In my original version of my weather station, the enclosure sat inside my greenhouse and was protected from the elements as well as being powered by electricity coming from the house.  I’ve since gotten rid of the greenhouse and attempted to use a rubbermaid enclosure and purchased some solar power equipment to make it wireless.  I had issues with the battery not lasting long in the winter time due to the reduced sunlight as well as the rubbermaid could not handle the elements.  This has led to me not having my weather station for several years now.  With a renewed interest, I am attempting a new enclosure and adding battery monitoring.
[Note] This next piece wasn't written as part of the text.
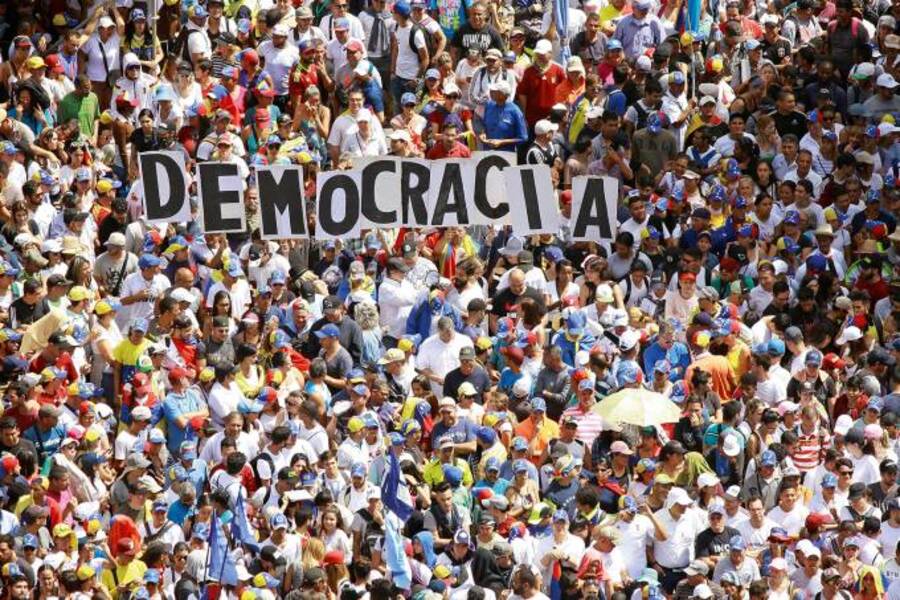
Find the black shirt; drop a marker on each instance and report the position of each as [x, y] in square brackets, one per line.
[793, 122]
[709, 543]
[505, 300]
I’ll be listing the parts that I’m using as well as linking to where you can purchase them.

Hardware:

Power Equipment:

Electronics & Sensors

  • Raspberry Pi Zero W
  • MCP 3008 ADC – could use something smaller, I just had this so I used it
  • BMP180 Pressure Sensor – this has been discontinued, but linking to a newer version that should work
  • MOD-1016 Lightning Sensor – I really want this sensor to work correctly, but I’m still ironing out the details

Mounting Hardware:

As you can see above, the cable gland is placed on one side of the junction box, the solar panel requires a hole in the top to run the wire, but I use velcro to attach. (Have not placed the velcro on the lid of the junction box yet)  The electronics are mounted to a piece of the clear acrylic sheet using the nylon standoffs arranged in a way that everything fits nicely.  The battery sits underneath the acrylic sheet.
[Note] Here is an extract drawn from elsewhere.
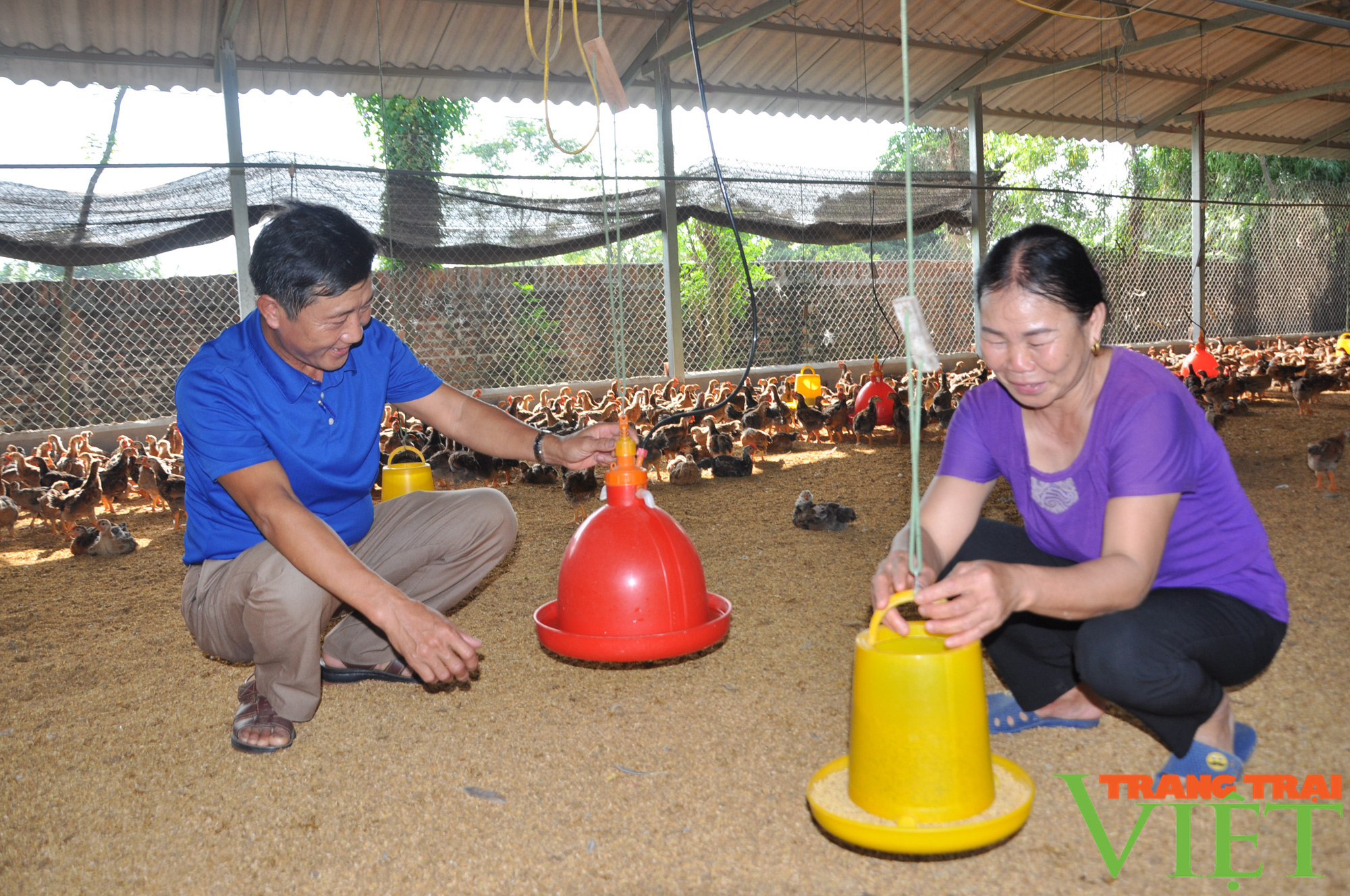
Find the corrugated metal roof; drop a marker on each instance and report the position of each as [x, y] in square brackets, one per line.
[835, 59]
There are some wires that come from the different hardware pieces that I wanted to call out now and will discuss more in the next post regarding the perma-proto board and the sensor communication with the Raspberry Pi.  As you can see there is a cat 5 cable that runs from the cable gland to the perma-proto board.  This is the communication from the mast.  There are also two wires that come from the power boost to the perma-proto board.  One is from the low battery indicator pin, and the other is the ground pin.

Solar Charging circuit:

Just a quick explanation of how this is wired.

  1. Solar panel plugs into the USB/DC/Solar Li/LiPO charger as well as the battery into the “BATT” terminal
  2. Using a 2 female JST cable from “LOAD” on the Li/LIPO charger to the black JST connector on the Powerboost 1000 Basic
  3. USB A to USB micro from the Powerboost 1000 to the raspberry pi.  I used a small 6″ cable.